Abstract
The dynamic nature of unconventional-reservoir developments calls for availability of fast and reliable history matching methods for simulation models. Here, we apply an assisted history-matching (AHM) approach to a pair of wells in the Wolfcamp B and C formations of Midland Basin, for which production history is recorded for two periods: primary production and gas injection (Huff-n-Puff, or HNP ). The recorded history of gas injection reveals severe inter-well interactions, underscoring the importance of fracture interference modeling.
Fracture segments are modeled with embedded discrete fracture model (EDFM). Inter-well communication is modeled using long fractures that only become active during gas injection. We apply a Bayesian AHM algorithm with a neural-network-proxy sampler to quantify uncertainty and find the best model matches. For each well, we use primary production observations to invert for 13 uncertain parameters that describe fracture properties, initial conditions, and relative permeability. Subsequently, by minimizing pressure- and rate-misfit errors during the HNP period, we evaluate the size and conductivity of inter-well fractures. For each AHM study, the objective is to minimize a cost function that is a linear combination of misfit errors between simulation results and observation data for well pressure and production rates of oil, water, and gas. The selected solution samples were used to perform probabilistic forecasts and assess the potential of HNP enhanced oil recovery (EOR) in the area of interest.

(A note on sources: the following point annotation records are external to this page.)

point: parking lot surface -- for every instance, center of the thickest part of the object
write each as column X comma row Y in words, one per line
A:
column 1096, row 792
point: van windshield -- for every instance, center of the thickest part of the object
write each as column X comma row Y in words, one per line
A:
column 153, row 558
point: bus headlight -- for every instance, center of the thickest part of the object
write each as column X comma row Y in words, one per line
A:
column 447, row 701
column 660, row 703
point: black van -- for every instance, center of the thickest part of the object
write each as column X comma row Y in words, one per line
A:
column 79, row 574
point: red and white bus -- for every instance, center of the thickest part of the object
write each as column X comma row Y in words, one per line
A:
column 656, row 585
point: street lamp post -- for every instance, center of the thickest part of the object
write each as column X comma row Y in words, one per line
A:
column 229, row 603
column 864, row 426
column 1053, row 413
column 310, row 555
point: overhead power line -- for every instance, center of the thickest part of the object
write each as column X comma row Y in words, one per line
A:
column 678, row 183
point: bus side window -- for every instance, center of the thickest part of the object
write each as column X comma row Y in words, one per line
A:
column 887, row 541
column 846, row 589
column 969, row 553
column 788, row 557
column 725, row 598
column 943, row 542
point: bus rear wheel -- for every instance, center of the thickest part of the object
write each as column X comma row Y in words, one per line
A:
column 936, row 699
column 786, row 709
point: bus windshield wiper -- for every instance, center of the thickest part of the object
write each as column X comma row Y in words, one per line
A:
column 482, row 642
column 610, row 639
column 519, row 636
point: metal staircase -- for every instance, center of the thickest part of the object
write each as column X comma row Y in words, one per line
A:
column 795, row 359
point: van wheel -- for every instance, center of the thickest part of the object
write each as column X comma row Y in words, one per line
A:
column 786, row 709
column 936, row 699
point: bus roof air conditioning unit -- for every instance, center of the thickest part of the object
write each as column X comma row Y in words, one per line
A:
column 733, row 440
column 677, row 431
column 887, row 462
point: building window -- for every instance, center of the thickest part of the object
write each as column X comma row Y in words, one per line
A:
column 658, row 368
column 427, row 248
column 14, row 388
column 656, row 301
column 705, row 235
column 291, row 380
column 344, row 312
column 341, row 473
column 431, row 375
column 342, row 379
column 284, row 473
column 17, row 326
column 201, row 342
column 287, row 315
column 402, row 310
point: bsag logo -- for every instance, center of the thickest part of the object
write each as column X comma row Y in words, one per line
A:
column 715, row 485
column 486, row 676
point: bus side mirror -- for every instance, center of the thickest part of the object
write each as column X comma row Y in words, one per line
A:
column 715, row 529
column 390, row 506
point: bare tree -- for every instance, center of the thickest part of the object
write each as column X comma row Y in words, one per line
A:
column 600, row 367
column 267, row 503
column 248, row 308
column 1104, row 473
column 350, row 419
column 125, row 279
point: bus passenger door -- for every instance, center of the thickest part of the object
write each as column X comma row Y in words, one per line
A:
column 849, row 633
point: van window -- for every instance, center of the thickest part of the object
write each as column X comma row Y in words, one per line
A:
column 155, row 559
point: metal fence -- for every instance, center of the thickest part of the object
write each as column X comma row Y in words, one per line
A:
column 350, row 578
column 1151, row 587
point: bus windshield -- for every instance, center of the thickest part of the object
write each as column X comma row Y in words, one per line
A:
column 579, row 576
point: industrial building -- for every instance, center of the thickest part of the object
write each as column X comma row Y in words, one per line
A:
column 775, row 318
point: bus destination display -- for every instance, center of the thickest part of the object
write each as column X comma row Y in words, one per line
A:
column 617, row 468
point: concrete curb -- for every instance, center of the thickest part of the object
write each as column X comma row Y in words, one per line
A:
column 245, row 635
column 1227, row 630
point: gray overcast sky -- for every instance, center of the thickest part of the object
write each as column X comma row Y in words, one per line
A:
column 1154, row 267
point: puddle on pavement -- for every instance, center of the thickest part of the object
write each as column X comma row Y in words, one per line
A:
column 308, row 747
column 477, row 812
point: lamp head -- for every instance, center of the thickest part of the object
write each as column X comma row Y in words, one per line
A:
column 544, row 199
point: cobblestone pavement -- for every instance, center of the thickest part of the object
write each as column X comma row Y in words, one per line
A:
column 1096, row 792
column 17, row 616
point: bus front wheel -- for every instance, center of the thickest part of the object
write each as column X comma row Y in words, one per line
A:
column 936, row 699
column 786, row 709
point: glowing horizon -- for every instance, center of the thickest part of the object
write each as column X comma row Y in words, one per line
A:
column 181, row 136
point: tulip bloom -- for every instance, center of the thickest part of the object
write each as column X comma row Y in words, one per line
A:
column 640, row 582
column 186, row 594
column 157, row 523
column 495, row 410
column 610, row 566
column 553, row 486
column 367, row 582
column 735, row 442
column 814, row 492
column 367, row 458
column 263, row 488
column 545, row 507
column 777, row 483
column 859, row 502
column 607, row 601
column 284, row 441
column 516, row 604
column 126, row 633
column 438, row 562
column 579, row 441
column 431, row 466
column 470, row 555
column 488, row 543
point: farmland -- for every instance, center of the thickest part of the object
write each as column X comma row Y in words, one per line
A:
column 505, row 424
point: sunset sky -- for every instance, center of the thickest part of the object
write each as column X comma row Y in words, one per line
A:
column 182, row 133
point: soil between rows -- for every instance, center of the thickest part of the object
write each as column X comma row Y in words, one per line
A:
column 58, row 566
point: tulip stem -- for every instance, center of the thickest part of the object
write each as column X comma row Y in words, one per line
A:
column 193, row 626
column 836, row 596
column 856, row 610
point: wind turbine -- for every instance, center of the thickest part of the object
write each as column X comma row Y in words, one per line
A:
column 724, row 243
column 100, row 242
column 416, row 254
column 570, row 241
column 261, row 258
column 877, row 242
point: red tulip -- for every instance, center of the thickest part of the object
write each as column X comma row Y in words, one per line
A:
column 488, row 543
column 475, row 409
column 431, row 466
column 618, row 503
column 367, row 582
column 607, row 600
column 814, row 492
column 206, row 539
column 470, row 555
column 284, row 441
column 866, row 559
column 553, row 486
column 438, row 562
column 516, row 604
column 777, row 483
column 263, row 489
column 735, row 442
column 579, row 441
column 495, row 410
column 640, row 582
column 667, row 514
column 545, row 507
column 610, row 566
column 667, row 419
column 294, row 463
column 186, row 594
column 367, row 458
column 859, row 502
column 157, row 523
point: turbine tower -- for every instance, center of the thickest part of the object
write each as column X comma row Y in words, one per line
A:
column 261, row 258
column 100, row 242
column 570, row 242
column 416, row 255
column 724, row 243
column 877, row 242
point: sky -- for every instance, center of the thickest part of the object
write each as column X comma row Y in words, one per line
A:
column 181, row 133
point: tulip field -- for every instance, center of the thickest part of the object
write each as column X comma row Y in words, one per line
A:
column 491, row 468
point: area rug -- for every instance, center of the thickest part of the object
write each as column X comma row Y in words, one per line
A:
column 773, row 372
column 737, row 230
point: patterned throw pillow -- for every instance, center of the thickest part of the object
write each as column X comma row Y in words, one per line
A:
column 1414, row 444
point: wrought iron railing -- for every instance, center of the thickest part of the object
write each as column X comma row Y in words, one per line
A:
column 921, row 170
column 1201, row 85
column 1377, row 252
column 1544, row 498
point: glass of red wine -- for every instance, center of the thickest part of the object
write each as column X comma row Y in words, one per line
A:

From 1400 total simulation runs, the AHM algorithm generated 100 cases (solutions) that satisfy predefined selection criteria. Even though the parameter prior distributions were the same for the two wells, the marginal posteriors were dissimilar. Relative permeability curves for solution candidates can vary significantly from each other. The prospects of EOR were proven decent for the wells of interest. We reported 30% and 81% incremental recovery for the P50 predictions of wells BH and CH, respectively.
Exploitation activities of tight oil resources (with formation permeability less than 0.1 mD) have been increasing as horizontal drilling and hydraulic fracturing technologies continue to improve. In 2018, 61% of total US crude oil production was produced from tight formations (EIA 2019). A typical tight oil well will be completed over multiple stages creating hundreds of fracture clusters along a horizontal wellbore that extends for thousands of feet. This completion forms a large network of fractures that connects the wellbore to a large surface area of the shale formation. The initial well productivity could be quite high, it typically declines very rapidly and remains low during long term production. Pressure depletion occurs quickly because of the small permeability of tight pores. As a result, recovery factors are only in the 1 to 10% range of the original oil in place during primary production (EIA 2013), leaving significant amounts of unrecovered hydrocarbon in the subsurface.